According to the tech giant’s latest annual report, the Austin, Texas-based company saw its total head count shrink by approximately 13 percent, The Wall Street Journal reported.
Oracle reported having 141,000 full-time workers at the end of May, down from 162,000 at the close of the previous fiscal year. The database and cloud-computing firm disclosed that it sustained $1.84 billion in severance and other restructuring costs tied to the workforce reduction, which began in March.
In its regulatory filing, Oracle stated that the deployment of AI technologies has directly resulted in workforce reductions and warned that further adjustments may be necessary.
The restructuring comes as Oracle aggressively shifts capital into its AI data center infrastructure, projecting a net spend of $70 billion this fiscal year, up from $55.7 billion last year.
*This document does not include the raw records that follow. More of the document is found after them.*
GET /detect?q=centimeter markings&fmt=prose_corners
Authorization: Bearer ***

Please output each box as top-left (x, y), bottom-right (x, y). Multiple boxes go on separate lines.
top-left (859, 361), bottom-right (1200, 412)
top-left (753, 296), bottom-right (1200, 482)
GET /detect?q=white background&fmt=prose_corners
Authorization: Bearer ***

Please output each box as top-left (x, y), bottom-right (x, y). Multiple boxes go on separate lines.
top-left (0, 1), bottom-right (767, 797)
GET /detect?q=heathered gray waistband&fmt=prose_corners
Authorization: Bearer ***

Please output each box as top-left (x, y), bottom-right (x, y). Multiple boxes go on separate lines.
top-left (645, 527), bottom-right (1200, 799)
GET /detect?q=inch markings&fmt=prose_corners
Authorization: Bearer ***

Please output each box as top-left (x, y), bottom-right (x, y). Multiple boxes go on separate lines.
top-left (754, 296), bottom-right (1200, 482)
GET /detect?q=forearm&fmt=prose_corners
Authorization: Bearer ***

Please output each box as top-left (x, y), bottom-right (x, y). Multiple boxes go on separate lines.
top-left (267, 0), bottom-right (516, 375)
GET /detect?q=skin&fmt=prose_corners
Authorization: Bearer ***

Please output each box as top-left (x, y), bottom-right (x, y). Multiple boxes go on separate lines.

The financial commitment highlights the steep costs tech firms face to remain competitive, though Oracle acknowledged risks if competitors’ AI products achieve higher market acceptance or if the heavy investments fail to yield expected returns.

The strategy mirrors a broader re-engineering across the technology sector, where companies like Meta and Amazon have also eliminated thousands of roles in recent months to free up capital for AI infrastructure.
The banking sector is experiencing a similar structural transformation.
In a May interview with Bloomberg News from Shanghai, JPMorgan Chase CEO Jamie Dimon stated that the financial institution expected to hire more AI specialists and fewer traditional bankers in specific categories. Dimon said that although technology would boost productivity, it would likely reduce overall job numbers in the future.
“There will be all different types of jobs, and I think we will be hiring more AI people and fewer bankers in certain categories, and it will make them more productive,” he said. “I think it will reduce our jobs down the road.”
Rather than relying on large-scale layoffs, Dimon suggested that JPMorgan would manage the shift through its normal 10 percent annual attrition rate, which affects 25,000 to 30,000 employees each year, allowing the bank to retrain or redeploy affected staff. The strategy aligns with global banking trends, including moves by Standard Chartered to eliminate 7,000 roles over four years by substituting lower-value human labor with technology.
The accelerating reliance on automation across tech and finance has fueled mounting concerns among economists regarding widespread labor disruption.
The shift comes during an already volatile economic period. Earlier this spring, Dimon warned that the war in Iran and subsequent shipping blockades in the Strait of Hormuz could trigger significant commodity shocks, stickier inflation and higher interest rates that could further dampen global economic growth and corporate hiring.